Additionally, Gapen pointed out that risks to U.S. economic growth have diminished in recent months, citing the passage of the debt ceiling and the Federal Reserve’s actions to manage stresses in regional banks. He also highlighted the Biden Administration’s initiatives aimed at spurring investment in the manufacturing sector, such as the CHIPS and Inflation Reduction Act (IRA) and the Infrastructure Investment and Jobs Act (IIJA).
**Revised Growth Forecast and Positive Outlook among Investment Banks**
Gapen now anticipates a 1.1% increase in U.S. GDP in the fourth quarter of this year, compared to his previous prediction of a 0.2% drop. However, he has lowered his forecast for 2024 GDP growth from 0.9% to 0%, expecting the economy to spend most of next year recovering from its growth recession in the first half.

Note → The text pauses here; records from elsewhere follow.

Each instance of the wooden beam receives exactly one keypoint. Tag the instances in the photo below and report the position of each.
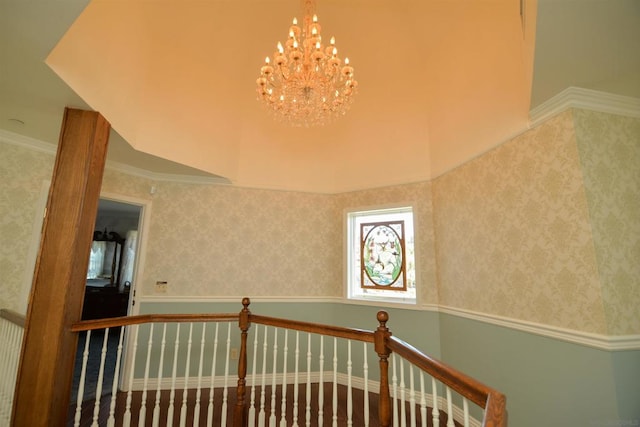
(55, 303)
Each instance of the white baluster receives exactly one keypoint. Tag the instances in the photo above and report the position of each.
(365, 368)
(465, 409)
(213, 376)
(403, 406)
(185, 390)
(283, 405)
(349, 388)
(308, 389)
(225, 389)
(261, 414)
(196, 410)
(272, 417)
(174, 373)
(156, 406)
(252, 407)
(126, 421)
(83, 371)
(103, 356)
(450, 422)
(412, 397)
(435, 412)
(143, 403)
(423, 401)
(334, 403)
(111, 421)
(321, 384)
(394, 385)
(295, 381)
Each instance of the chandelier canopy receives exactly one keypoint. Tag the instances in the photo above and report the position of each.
(306, 84)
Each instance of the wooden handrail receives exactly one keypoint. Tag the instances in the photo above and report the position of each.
(314, 328)
(115, 322)
(13, 317)
(480, 394)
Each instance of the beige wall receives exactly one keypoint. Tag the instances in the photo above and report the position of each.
(609, 148)
(507, 234)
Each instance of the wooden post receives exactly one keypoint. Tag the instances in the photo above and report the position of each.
(380, 337)
(240, 410)
(48, 349)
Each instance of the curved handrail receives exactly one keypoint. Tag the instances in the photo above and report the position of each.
(493, 401)
(115, 322)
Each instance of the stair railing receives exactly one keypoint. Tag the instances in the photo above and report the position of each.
(287, 373)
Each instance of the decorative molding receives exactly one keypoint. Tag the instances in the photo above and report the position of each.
(601, 342)
(586, 99)
(598, 341)
(45, 147)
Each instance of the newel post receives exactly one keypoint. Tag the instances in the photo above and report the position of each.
(380, 337)
(240, 411)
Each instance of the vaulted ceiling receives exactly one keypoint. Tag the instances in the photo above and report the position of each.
(441, 81)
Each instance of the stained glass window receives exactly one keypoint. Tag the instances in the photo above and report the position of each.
(383, 259)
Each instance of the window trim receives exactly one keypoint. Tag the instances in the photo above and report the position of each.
(399, 302)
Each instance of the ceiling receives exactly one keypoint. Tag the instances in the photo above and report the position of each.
(441, 81)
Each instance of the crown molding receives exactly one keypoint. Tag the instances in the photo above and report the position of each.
(586, 99)
(48, 148)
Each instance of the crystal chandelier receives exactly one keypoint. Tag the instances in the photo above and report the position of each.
(306, 84)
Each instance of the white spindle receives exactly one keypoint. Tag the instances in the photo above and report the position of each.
(321, 384)
(126, 421)
(334, 403)
(185, 389)
(225, 389)
(272, 417)
(252, 406)
(435, 412)
(412, 397)
(465, 409)
(156, 406)
(143, 403)
(174, 373)
(349, 389)
(111, 421)
(196, 410)
(283, 405)
(85, 358)
(450, 422)
(213, 376)
(403, 406)
(423, 401)
(394, 384)
(295, 381)
(307, 416)
(261, 414)
(103, 356)
(365, 368)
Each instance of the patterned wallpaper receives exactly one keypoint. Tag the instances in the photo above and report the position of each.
(609, 148)
(22, 173)
(228, 241)
(513, 233)
(506, 234)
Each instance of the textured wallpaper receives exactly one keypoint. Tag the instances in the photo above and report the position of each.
(544, 228)
(513, 236)
(229, 241)
(22, 173)
(610, 154)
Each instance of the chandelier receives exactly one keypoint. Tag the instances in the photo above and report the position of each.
(306, 84)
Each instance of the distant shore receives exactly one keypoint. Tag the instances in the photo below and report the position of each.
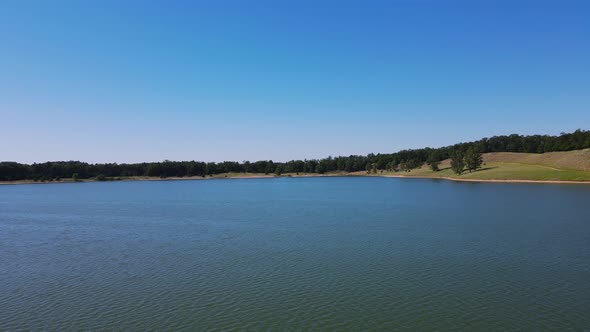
(305, 175)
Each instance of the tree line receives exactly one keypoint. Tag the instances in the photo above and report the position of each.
(463, 156)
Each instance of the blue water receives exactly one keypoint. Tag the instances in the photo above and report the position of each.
(345, 253)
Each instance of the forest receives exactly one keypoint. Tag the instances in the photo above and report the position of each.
(402, 160)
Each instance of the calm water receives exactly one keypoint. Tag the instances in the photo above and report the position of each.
(285, 254)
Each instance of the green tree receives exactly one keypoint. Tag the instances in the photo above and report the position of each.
(473, 159)
(457, 162)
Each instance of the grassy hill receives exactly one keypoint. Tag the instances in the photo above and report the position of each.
(551, 166)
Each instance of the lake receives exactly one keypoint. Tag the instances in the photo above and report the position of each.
(326, 253)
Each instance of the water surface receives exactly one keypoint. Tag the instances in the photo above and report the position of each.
(282, 254)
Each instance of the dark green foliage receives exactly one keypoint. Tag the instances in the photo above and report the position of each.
(404, 160)
(457, 162)
(473, 159)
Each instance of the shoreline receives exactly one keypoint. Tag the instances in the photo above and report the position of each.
(262, 176)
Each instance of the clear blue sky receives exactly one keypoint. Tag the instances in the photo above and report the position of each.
(130, 81)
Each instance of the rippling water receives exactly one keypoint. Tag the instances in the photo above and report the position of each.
(284, 254)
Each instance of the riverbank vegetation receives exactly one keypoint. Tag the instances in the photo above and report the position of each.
(460, 157)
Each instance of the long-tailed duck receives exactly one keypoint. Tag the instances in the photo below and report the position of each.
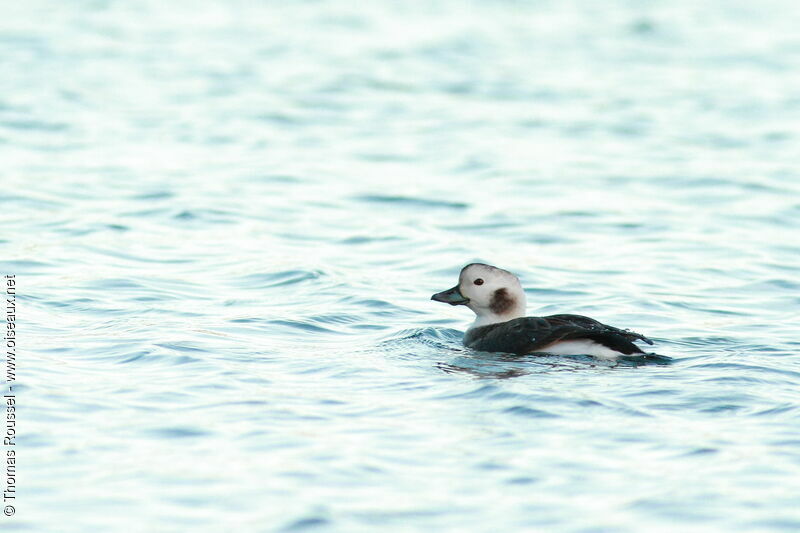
(496, 296)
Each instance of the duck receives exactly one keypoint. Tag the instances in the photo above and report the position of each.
(498, 300)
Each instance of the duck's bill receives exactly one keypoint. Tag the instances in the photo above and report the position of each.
(451, 296)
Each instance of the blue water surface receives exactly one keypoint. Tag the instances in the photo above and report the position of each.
(226, 220)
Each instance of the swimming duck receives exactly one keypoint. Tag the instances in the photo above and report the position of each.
(496, 297)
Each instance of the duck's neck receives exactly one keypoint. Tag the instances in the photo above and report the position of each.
(489, 318)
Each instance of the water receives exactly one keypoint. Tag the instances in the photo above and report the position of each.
(226, 220)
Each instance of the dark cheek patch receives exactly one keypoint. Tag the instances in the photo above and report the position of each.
(501, 302)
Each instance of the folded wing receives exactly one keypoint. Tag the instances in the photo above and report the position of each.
(529, 334)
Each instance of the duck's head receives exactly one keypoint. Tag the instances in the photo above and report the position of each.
(494, 294)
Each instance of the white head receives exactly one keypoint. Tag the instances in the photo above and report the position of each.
(494, 294)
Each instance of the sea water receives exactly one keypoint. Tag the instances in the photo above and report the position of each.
(225, 221)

Bank of America is not the only investment bank adopting a more optimistic stance on the economy. Goldman Sachs economists have revised their recession forecast, indicating a reduced chance of a U.S. recession this year. Similarly, Stifel analysts claim that a “textbook recession” won’t occur in the near future.
**Conclusion**
Amidst persistent inflation and doomsday predictions, the U.S. economy continues to defy expectations. Gapen’s recession forecast has been repeatedly revised, reflecting the strength and resilience of the economy. With positive economic indicators and reduced risks to growth, Gapen and other investment banks have become more bullish about the outlook for the U.S. economy.